As well as being sponsored by Sanctuary Care, the publication was launched at the organisation’s Yarnton Residential and Nursing Home as part of a regional launch on Thursday 29 March by Karen Oliver, National Chair of the NACC. Joining Karen was Sanctuary Care’s Hotel and Catering Services Manager Carole Dormer, who helped to produce the guide and special guests, including Dr Arlene Astell of the University of St Andrews in Scotland, whose research helps to develop interventions to maintain independence in ageing.
Speaking about her involvement Carole said: “At Sanctuary Care we have our own guides which ensure we are delivering the very best to those we care for in terms of nutrition and hydration. They also ensure we are creating a truly enjoyable dining experience because mealtimes really are the highlight of the day for so many people in care homes.

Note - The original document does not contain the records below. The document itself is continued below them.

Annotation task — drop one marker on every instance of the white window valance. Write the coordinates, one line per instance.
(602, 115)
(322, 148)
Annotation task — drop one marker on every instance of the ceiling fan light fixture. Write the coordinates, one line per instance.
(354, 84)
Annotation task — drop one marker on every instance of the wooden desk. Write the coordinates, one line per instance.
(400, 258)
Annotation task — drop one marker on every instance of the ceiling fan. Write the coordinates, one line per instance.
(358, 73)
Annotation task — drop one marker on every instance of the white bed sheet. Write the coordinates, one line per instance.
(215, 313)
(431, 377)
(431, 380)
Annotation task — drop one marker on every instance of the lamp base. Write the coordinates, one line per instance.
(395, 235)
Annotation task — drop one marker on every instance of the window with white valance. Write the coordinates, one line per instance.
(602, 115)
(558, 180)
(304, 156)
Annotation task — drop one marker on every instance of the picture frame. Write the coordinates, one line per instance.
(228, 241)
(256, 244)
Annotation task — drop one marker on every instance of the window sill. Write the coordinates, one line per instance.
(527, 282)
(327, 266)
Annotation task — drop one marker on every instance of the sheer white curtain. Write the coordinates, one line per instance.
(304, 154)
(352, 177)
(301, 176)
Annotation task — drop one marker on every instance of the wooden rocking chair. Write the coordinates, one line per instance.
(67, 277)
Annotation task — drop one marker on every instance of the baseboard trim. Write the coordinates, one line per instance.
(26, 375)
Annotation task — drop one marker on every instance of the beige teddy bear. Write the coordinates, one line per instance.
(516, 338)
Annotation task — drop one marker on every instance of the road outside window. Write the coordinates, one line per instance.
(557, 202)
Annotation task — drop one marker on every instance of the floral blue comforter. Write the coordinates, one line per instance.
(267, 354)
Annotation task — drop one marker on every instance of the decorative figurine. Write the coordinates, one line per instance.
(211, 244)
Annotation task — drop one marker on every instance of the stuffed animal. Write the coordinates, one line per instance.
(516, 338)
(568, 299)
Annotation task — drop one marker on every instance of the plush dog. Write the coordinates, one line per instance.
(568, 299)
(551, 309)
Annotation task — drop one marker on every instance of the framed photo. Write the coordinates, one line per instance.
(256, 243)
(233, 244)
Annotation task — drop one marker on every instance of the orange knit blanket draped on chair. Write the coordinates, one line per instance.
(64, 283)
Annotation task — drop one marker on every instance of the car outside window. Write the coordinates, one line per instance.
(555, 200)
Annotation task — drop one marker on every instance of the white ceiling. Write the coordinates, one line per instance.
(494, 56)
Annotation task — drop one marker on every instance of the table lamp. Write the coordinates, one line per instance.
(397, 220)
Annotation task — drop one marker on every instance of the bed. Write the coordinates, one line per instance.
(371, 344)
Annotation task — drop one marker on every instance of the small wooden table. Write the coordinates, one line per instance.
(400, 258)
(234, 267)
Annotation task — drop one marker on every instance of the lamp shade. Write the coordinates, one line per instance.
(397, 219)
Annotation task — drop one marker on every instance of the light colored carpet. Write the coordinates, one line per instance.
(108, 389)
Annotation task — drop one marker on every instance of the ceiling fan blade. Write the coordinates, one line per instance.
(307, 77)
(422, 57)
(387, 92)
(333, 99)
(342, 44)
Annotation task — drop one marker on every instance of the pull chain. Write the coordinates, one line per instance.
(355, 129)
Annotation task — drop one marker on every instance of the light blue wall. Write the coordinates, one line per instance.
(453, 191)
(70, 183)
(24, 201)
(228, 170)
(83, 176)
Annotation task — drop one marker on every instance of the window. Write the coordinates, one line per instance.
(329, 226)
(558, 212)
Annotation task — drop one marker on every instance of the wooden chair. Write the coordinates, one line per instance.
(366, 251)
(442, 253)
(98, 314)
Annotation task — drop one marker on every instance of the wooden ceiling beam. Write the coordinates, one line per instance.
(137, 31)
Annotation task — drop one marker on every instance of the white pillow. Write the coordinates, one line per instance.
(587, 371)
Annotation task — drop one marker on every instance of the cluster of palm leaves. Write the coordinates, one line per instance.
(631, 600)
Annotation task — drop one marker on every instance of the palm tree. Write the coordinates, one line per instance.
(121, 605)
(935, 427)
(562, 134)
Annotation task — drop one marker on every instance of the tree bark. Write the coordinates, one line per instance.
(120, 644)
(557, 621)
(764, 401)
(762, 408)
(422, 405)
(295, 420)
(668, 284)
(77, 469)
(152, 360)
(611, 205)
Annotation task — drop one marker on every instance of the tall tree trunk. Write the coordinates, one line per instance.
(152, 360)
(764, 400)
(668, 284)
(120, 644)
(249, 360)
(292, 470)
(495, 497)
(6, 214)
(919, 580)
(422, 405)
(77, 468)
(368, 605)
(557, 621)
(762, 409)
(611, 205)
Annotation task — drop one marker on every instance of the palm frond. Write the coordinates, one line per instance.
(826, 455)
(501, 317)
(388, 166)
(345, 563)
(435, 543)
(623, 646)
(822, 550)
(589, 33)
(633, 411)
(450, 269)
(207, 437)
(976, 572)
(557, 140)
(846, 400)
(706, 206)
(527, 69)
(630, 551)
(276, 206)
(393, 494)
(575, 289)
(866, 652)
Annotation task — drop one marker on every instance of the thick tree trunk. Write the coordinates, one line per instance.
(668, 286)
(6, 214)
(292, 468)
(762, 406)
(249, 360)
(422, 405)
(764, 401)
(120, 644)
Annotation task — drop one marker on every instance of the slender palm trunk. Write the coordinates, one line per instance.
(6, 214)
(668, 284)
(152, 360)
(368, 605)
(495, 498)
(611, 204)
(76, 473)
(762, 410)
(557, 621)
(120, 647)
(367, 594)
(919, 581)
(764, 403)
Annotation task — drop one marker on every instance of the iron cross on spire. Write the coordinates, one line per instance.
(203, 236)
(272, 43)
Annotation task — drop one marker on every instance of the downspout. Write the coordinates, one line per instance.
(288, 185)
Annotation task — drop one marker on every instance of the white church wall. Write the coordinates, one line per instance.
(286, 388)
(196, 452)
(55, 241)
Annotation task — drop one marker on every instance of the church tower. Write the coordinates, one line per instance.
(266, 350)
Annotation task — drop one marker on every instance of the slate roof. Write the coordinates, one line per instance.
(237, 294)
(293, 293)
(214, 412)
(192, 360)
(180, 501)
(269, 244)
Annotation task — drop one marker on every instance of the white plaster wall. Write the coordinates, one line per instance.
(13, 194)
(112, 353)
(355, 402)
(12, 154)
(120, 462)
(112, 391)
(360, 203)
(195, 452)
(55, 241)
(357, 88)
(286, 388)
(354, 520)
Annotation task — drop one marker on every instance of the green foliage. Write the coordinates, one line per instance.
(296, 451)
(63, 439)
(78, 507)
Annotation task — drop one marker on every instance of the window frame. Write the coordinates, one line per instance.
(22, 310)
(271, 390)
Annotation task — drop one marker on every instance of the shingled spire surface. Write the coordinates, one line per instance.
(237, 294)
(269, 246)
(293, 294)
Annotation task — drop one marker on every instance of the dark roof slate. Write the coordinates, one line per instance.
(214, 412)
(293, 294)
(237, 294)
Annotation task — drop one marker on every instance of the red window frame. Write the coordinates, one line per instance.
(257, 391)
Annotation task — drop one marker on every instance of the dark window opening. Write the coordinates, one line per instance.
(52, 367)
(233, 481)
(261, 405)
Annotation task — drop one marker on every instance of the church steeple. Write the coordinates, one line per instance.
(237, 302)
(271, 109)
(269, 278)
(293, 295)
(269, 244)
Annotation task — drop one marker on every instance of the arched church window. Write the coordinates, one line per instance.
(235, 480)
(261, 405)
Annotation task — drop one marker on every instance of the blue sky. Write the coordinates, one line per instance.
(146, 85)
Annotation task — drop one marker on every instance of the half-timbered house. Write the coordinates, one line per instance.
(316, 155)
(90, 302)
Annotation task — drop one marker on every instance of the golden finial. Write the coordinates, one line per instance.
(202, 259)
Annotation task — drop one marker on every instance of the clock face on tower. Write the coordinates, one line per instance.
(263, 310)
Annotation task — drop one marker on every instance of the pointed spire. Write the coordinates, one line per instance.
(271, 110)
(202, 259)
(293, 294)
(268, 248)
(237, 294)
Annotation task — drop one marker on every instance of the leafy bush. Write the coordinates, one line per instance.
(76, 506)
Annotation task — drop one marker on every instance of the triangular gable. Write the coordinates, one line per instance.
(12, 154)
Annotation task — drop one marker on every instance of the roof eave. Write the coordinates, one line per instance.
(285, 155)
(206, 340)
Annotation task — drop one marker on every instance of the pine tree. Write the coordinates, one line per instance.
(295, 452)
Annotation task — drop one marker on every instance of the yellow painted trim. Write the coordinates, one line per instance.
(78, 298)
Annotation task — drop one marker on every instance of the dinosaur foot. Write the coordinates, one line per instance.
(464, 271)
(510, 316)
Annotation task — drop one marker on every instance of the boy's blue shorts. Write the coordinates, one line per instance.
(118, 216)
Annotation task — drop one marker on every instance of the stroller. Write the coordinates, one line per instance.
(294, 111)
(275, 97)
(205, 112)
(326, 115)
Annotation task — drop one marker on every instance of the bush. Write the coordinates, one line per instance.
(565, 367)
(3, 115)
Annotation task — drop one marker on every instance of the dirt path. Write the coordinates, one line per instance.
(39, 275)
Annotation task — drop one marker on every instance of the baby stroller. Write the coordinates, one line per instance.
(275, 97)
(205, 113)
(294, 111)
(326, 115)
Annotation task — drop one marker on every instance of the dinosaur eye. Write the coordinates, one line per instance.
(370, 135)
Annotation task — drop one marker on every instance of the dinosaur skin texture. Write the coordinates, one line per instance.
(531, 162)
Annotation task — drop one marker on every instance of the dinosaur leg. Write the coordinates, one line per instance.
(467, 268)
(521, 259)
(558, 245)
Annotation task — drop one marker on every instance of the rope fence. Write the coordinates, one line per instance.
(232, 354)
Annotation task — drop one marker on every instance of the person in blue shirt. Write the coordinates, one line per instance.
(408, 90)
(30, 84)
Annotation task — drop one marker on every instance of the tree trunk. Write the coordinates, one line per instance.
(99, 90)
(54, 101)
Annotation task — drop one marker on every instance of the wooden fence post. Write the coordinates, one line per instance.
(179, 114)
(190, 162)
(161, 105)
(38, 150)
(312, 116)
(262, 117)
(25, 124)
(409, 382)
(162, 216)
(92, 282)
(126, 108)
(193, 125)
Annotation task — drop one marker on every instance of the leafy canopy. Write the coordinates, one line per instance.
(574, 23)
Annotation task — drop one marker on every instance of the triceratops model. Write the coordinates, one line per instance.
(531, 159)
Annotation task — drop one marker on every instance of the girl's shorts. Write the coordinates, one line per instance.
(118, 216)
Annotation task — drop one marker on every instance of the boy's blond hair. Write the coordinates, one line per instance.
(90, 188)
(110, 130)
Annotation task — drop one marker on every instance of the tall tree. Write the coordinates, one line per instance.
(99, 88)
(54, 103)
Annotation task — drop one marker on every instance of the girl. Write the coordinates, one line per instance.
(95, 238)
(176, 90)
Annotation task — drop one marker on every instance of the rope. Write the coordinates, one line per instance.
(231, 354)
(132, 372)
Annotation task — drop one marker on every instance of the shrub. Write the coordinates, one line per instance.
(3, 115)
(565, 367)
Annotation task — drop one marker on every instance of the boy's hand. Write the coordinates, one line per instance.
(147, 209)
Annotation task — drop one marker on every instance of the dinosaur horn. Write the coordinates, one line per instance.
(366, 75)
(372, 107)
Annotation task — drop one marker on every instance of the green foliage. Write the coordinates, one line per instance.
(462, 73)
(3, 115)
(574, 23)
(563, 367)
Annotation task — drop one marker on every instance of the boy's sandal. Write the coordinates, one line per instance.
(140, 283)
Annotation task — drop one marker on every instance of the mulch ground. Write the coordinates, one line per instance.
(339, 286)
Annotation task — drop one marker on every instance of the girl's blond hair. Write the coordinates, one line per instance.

“Many care providers, especially smaller organisations, do not have this kind of resource so this is a one-stop guide which gives them a clear focus on mealtimes and what they should be doing to meet the needs of the people they care for.
“As a member of the NACC I was asked to have an input into the document and I was delighted to have been given the opportunity to do so. It will make a tremendous amount of difference to the lives of people in care homes and I am truly proud to have been part of it.”
The document is an easy-to-follow resource that shows care providers how to comply with Outcome 5 of the Care Quality Commission’s Essential Standards of Quality and Safety, which focus on nutritional needs. It outlines exactly what the CQC expects and how to meet the standards and demonstrate compliance. It also helps care providers to identify training needs and develop their teams.
Karen Oliver, Chair of the NACC added: “Complying with Outcome 5 is a must as it significantly reduces the risk of poor nutrition and hydration in all care provision and also ensures that the dignity of service users is respected. It is therefore imperative that all care providers receive as much support and information as possible to ensure they meet all the standards set out by the Care Quality Commission and guarantee the nutritional health and well-being of the people entrusted to their care. Our definitive toolkit does just that.
“We have worked closely with ECCA to create the ‘How to Comply’ guidance, which embeds nutritional well-being into good practice and enables all social care providers to meet Outcome 5: Meeting nutritional needs. The easy-to-follow document breaks down the barriers and makes compliance less daunting and completely achievable. It gives providers the right knowledge and tools to meet the standards without having to reinvent the wheel.”